In a thoughtful embodiment, successive presses of enter on the search box (or cmd+g from any context) would find successive occurrences of the search string. If there were no text selected in the document when you pressed cmd+f, the search box would come up blank or with the previous search string entered and selected, which offered a convenient alternate means to repeat a recent search. The fact that the text would be selected, however, meant that typing any new search string at all would replace the old one. This kept the fresh-start case from being even a tiny hassle. Though you still can find apps that do this precisely right (e.g., the "search within page" function in Firefox), life was good when apps abided by this pattern or a near variation.

But suddenly, the apps that seem most vital to me on the Mac do it pretty darn wrong. They offer no advantages, only shortfalls from the pattern described above. TextEdit (v1.6) and Dashcode (v3.0.1) do not take any text selection from the document when their cmd+f search box is invoked -- they present the previously searched-for text. If you want to search for a word you've selected, rather than the two steps of cmd+f/enter, you must perform 4 steps: cmd+c/cmd+f/cmd+v/enter to achieve this very common desideratum. However, they add a second search function ("Use selection for find" ... cmd+e) which behaves totally differently. It does not actually perform a find at all, but simply copies the selected text into an unseen buffer of what WOULD be in the search box. Actual searching is achieved by subsequent use of cmd+g or shift+cmd+g. Pressing cmd+e when there is no text selected greets the user with a "bonk" error tone... as if he made a mistake of some kind ... stupid user.

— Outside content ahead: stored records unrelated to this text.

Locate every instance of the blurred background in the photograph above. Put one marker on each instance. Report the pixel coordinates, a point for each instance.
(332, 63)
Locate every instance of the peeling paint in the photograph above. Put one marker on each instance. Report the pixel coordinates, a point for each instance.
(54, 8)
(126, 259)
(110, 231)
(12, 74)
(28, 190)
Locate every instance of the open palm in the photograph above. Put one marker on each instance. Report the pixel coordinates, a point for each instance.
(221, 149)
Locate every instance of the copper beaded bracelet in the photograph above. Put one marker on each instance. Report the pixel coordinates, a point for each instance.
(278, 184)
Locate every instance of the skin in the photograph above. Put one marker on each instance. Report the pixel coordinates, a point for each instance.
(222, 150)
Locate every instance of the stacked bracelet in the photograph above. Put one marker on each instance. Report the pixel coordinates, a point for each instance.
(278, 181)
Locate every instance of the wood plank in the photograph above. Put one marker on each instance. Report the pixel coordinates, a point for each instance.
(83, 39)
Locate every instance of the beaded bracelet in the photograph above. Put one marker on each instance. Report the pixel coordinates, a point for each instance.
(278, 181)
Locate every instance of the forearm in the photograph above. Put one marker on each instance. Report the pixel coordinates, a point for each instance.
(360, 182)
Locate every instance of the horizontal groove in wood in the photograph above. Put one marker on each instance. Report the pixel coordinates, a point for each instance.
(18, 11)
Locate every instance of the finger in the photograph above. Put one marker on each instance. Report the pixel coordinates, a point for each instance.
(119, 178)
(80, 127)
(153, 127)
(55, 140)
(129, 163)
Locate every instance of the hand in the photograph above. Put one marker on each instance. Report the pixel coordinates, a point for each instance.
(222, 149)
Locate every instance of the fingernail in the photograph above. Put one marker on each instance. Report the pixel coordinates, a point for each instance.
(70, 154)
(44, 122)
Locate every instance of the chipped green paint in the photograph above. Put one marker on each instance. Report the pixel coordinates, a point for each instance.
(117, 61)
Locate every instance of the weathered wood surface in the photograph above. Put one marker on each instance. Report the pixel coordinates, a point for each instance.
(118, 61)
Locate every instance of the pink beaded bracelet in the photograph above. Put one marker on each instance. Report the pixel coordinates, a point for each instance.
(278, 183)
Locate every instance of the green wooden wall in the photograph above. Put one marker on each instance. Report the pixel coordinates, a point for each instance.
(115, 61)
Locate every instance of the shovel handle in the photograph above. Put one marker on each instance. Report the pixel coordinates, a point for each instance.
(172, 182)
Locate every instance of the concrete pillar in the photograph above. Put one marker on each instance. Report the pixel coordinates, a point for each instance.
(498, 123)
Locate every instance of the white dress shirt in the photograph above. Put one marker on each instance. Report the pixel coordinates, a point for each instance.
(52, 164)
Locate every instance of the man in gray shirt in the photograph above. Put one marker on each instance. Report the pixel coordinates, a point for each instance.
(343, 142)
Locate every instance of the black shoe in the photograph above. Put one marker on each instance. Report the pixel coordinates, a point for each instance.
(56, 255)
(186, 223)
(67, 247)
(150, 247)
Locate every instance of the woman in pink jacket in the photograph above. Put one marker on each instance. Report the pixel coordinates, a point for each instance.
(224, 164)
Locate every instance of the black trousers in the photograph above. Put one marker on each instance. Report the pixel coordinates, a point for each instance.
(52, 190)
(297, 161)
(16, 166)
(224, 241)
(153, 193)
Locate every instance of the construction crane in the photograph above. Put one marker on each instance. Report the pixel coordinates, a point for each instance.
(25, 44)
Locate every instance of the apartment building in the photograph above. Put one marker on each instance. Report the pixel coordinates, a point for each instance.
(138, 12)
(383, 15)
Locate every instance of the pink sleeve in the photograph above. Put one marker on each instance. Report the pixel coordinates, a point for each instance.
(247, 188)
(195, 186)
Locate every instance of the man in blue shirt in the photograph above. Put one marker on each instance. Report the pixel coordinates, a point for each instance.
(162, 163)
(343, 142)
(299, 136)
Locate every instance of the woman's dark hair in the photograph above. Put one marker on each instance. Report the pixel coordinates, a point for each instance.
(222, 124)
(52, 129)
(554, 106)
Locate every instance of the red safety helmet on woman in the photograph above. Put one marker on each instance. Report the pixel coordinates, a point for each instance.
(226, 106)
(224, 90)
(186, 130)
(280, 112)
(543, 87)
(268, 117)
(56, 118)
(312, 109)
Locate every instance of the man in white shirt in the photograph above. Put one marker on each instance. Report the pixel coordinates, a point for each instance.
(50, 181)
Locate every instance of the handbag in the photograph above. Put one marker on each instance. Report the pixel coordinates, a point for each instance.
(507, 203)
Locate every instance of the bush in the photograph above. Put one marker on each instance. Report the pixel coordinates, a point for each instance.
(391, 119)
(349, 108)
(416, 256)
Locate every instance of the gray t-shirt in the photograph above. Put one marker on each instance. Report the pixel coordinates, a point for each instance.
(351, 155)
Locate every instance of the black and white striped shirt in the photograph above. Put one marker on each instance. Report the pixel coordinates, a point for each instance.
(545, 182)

Proving that more thought can only be more toxic, X-Code (v3.2.2) takes the cake. It starts with the same behavior of the smaller and adds a third function, ("Find selected text"... no cmd key shortcut) which almost works as you'd like, but it does so without a searchbox being present, which denies you access to any of the other options this box affords (if could be summoned via cmd+f). Here again, the case of your using this function when there is no selected text is rewarded by a "bonk" tone.

Why are so many "behaviorful" functions created when the problem and its sub-cases are so simple? If there is a plausible rationale for why anyone would prefer the approaches taken in these apps to the simpler and more flexible pattern defined above, I'd like to hear it. I would like to feel this is an embarrassing situation of the right way being patented, as I'd tend to think only someone hamstrung by the exigencies of our patent system could prompt Apple to produce such an almost Soviet-style solution to text search. 

Take Away Apple... make your text searches as easy as cmd+f, cmd+g, shift+cmd+g -- with additional options for text replacement and such being available on a find panel that can be dismissed by pressing escape. Your present approach is elephantine and requires the user to mull a variety of tools when only one is needed.